Review – The Martian

Here’s the rub…it’s going to be another four years for another mission to reach me…and I’m in a Hab designed to last me 31 days. I gotta make water and grow food on a planet where nothing grows. But if I can’t figure out a way to make contact with NASA then none of this matters anyway. So let’s do the math. I have enough food to last me 50 days. So…I’m gonna have to science the shit out of this.

I haven’t been particularly subtle about my love for Andy Weir’s The Martian. I was obsessed with it when I read it, I still loved it when I read it again, and several months later I wrote about just how into it I was on this very blog. I also used that post to talk about how excited (and nervous) I was about the prospect of Ridley Scott’s film adaptation.

Hey, guys. Guess what? I didn’t need to be nervous. Because it was great.

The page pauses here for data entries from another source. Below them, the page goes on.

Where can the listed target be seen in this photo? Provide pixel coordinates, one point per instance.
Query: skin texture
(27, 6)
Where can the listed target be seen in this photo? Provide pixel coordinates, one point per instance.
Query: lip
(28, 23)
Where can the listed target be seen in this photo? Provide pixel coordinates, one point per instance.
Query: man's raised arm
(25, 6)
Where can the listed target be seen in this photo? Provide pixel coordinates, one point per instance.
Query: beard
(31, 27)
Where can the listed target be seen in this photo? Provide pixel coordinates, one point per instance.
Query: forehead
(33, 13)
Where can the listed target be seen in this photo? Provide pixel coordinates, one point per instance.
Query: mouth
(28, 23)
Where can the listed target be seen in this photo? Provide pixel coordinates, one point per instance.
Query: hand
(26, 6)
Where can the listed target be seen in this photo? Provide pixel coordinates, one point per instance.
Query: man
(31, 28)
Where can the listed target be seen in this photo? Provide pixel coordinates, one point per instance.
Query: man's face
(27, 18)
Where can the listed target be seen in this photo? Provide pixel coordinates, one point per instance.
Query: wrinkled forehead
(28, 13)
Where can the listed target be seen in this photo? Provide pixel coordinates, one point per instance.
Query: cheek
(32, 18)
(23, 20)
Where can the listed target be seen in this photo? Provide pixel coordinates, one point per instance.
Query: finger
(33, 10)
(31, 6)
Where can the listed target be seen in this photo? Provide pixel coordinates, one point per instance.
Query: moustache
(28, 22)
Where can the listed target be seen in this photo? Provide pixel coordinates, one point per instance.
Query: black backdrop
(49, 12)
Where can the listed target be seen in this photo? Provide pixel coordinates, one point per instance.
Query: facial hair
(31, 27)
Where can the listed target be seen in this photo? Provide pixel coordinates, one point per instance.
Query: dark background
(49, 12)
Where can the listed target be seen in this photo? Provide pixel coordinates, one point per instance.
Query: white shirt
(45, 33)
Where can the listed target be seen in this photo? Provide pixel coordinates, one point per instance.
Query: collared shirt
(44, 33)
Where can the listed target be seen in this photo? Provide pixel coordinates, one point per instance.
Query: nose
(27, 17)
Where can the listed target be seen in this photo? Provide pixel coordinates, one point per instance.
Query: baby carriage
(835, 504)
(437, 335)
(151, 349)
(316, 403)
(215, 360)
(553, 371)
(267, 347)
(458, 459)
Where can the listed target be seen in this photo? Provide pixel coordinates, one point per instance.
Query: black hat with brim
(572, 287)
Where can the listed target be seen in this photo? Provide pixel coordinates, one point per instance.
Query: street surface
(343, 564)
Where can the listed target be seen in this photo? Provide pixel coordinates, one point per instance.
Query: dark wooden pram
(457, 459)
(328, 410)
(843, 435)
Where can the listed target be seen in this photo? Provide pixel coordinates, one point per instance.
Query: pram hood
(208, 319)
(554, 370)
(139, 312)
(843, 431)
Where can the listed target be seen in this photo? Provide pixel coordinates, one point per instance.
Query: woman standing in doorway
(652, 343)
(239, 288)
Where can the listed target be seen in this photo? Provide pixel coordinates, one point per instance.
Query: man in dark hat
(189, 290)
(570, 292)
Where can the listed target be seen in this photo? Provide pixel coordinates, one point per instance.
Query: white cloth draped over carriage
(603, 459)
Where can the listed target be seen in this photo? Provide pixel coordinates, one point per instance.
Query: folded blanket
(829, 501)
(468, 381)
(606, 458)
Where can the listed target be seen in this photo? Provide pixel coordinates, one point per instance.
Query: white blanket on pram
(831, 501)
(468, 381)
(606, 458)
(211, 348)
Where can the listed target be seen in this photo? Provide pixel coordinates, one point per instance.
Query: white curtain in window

This opinion might not necessarily come as a surprise, but it’s not just because I love the book unreservedly – it’s because it’s a really good film. The novel lends itself to a cinematic adaptation in the way that most books don’t, but this isn’t necessarily an indication of a good film. The Martian, though, sidesteps any problems by taking the most cinematic bits of the novel and making something different of the passages that aren’t necessarily so visually interesting. This works really well, and even though there are some obvious departures from the book, I think every single decision made about changing the source text for the screen was for the best. As a result, I think it’s the most faithful adaptation of the book I could have hoped to see in the cinema.

There are several things which stand out. I actually saw it in 3D, which I really enjoyed – I know: I’m just as shocked as you are. The film uses shots framed from different cameras in the narrative – the cameras on the astronauts’ suits; the cameras in the Hab; the cameras on the rover – and it uses text on the screen, brought to the foreground by the 3D, to draw attention to things like vital signs and temperature levels in these different situations. Bringing these forward in the frame so noticeably made them a part of the story, and difficult to ignore (which is useful, because they clarify things throughout the film). These little bits are part of a frankly spectacular series of visuals throughout the film. It looks INCREDIBLE. The planet looks huge and desolate and beautiful; the Hermes looks clean and futuristic, sure, but also like how I imagine how real spaceships look (I may be horribly wrong, but it worked for me).

One of my major worries going in, though, was how much of the tone of the book would be lost in cinematic translation. I love basically every character (particularly Mark Watney, obviously) on the page, and even though the promo videos gave a hint that the same spirit would still be there, I was still a bit concerned. Again, pointless. This is a funny film. It doesn’t feel glib either – every laugh comes from a character beat, or a line of dialogue that just makes sense for whoever’s saying it. It’s acknowledging that some people use humour to deal with really awful situations, and as a result it feels totally believable. In fact, the character work as a whole is really good. It gives a fairly decent impression of almost every named character with minimal dialogue, or through a montage (I’m thinking of one in particular that made me feel punch-the-air levels of happy). It almost certainly helped that every single cast member was brilliant throughout, fleshing out all of these characters more than just a good script could.

These aspects together make for a film which is one of the most memorable and most enjoyable cinematic experiences I’ve had this year. It’s not an experience quite like watching Avengers: Age of Ultron was, though, which made me cry because I was so happy. I’ve looked back on Age of Ultron and, while I still love it, I do have to acknowledge that it’s flawed. I’m not sure I’m going to turn back to The Martian in a couple of months and feel similarly. I left the film not overwhelmed, but impressed. It’s a really good film, and it would have been a really good film without my previous investment. I’m happy that I’ve seen one of my favourite books on screen, and done so well, but I also know that I would have been happy seeing that film without any prior knowledge. It’s a really good film.

(It’s also the film that has its cake and eats it with the BBFC’s rule on only one f-bomb per 12A-rated film. In fact, it features the best on-screen swearing since Wolverine’s cameo in X-Men: First Class. Seriously – it’s outstanding.)